Oklahoma’s departing attorney general just took a big step toward achieving a conservative education milestone.

A state law that blocks religious institutions and private sectarian schools from public charter school programs is likely unconstitutional and should not be enforced, Attorney General John O’Connor and Solicitor General Zach West wrote in a non-binding legal opinion this month.

Their 15-page memo leans on a trio of recent U.S. Supreme Court decisions that favored religious schools and won rapt attention from conservative school choice advocates and faith groups.

Oklahoma Republican Gov. Kevin Stitt said the advisory opinion “rightfully defends parents, education freedom, and religious liberty in Oklahoma.” Newly-elected state Superintendent Ryan Walters called it “the right decision for Oklahomans.”

Now it's time to see if faith-based Oklahoma institutions successfully apply for taxpayer support to create charter schools that teach religion as a doctrinal truth just like private schools do today, and if legislators will push to change state law. Legal authorities in other Republican-led states could also pen similar opinions.

“The policy implications are huge because this is the first state that is going to allow religious charter schools,” said Nicole Stelle Garnett, a University of Notre Dame law professor and influential religious charter school supporter who wants other states to follow Oklahoma’s lead. “The legal implications are huge because this is the first state that says that they have to,” she said in an interview.

Those looming decisions and court fights will set the stage for renewed constitutional debates about the line between church and state. But it will take time and effort before Oklahoma churches can set up publicly-funded religious charter schools. And it could be years before a national movement in that direction takes hold.

“It's a momentous thing that the attorney general did, but it's not going to change the landscape overnight,” Garnett said of the Oklahoma opinion. “It's not going to be like tomorrow we will wake up and have half of charter schools be religious.”

Yet the formal opinion of a conservative attorney general marks one of three ways religious charters can find legal footing.

In a widely-read 2020 report for the conservative Manhattan Institute think tank, Garnett argued states could also amend or write laws that allow such schools to exist. Or perhaps a lawyer could sue on behalf of a school operator that wants to incorporate religion into its curriculum.

O’Connor, a one-time Trump administration judicial nominee who lost his party's primary for reelection and drew scrutiny from secular groups for his religious views earlier this year, was unavailable for an interview according to his office.

His opinion, though, relies on three groundbreaking high court cases involving religious institutions: Carson v. Makin earlier this year, Espinoza v. Montana Department of Revenue in 2020and Trinity Lutheran Church of Columbia v.
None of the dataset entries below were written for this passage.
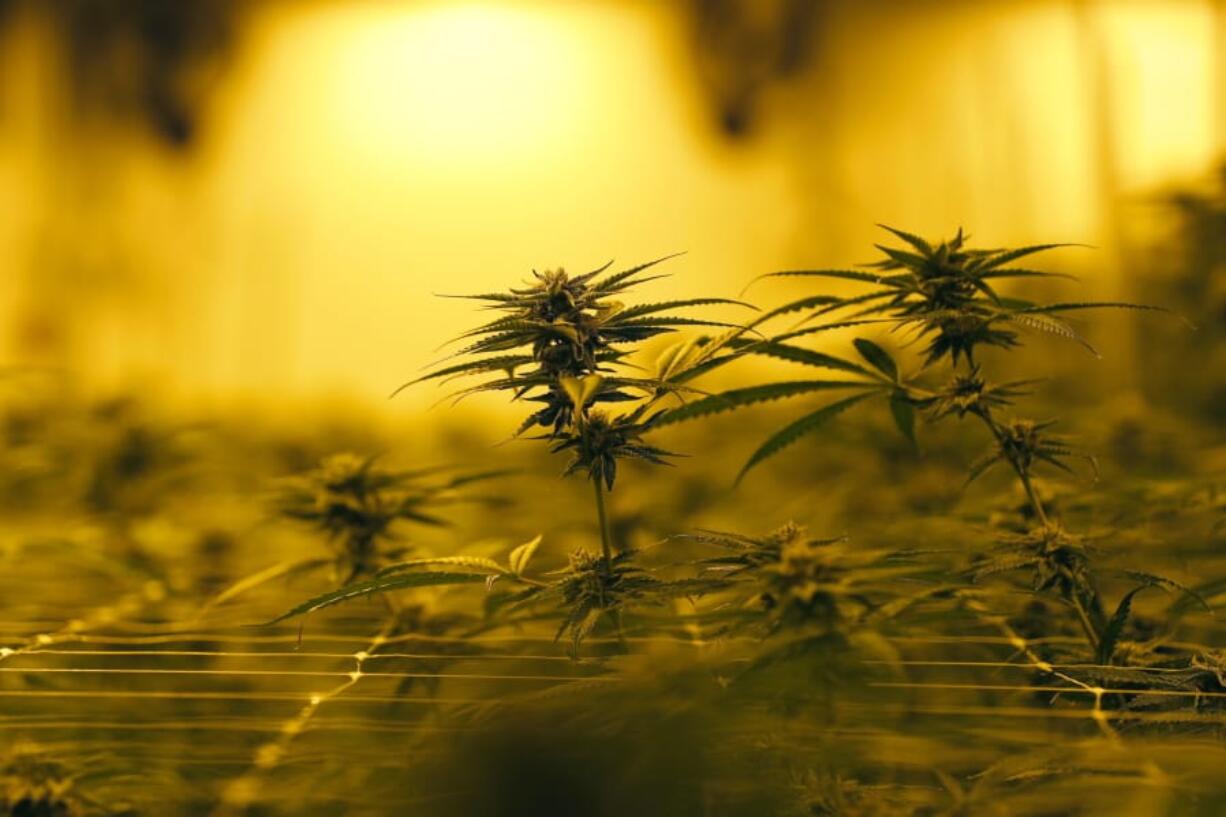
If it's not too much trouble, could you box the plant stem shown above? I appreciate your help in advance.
[1014,467,1049,527]
[592,478,613,566]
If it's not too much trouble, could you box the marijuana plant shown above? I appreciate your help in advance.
[205,453,503,610]
[401,256,749,563]
[657,227,1191,662]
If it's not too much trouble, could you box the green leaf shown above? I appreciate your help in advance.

Comer in 2017.

“We do not believe the U.S. Supreme Court would accept the argument that, because charter schools are considered public for various purposes, that a state should be allowed to discriminate against religiously affiliated private participants who wish to establish and operate charter schools in accordance with their faith alongside other private participants,” the Oklahoma opinion argued.

“Almost nothing in the text or trajectory of Trinity Lutheran, Espinoza, or Carson would lead one to that conclusion.”

That’s far from a universal belief, of course.

“It is a whole other ballgame for the state to instruct children on religious doctrine and teach it as truth,” said Derek Black, education and civil rights professor at the University of South Carolina School of Law, in an interview. “That's what we're talking about here: State dollars in public schools, delivering instruction to children preaching religion as a way of life that must be adhered to. That’s staggering.”

“Of all the things this court has done,” Black said, “this is such an enormous leap that I'm not willing to believe the court’s going to say the state has to do that.”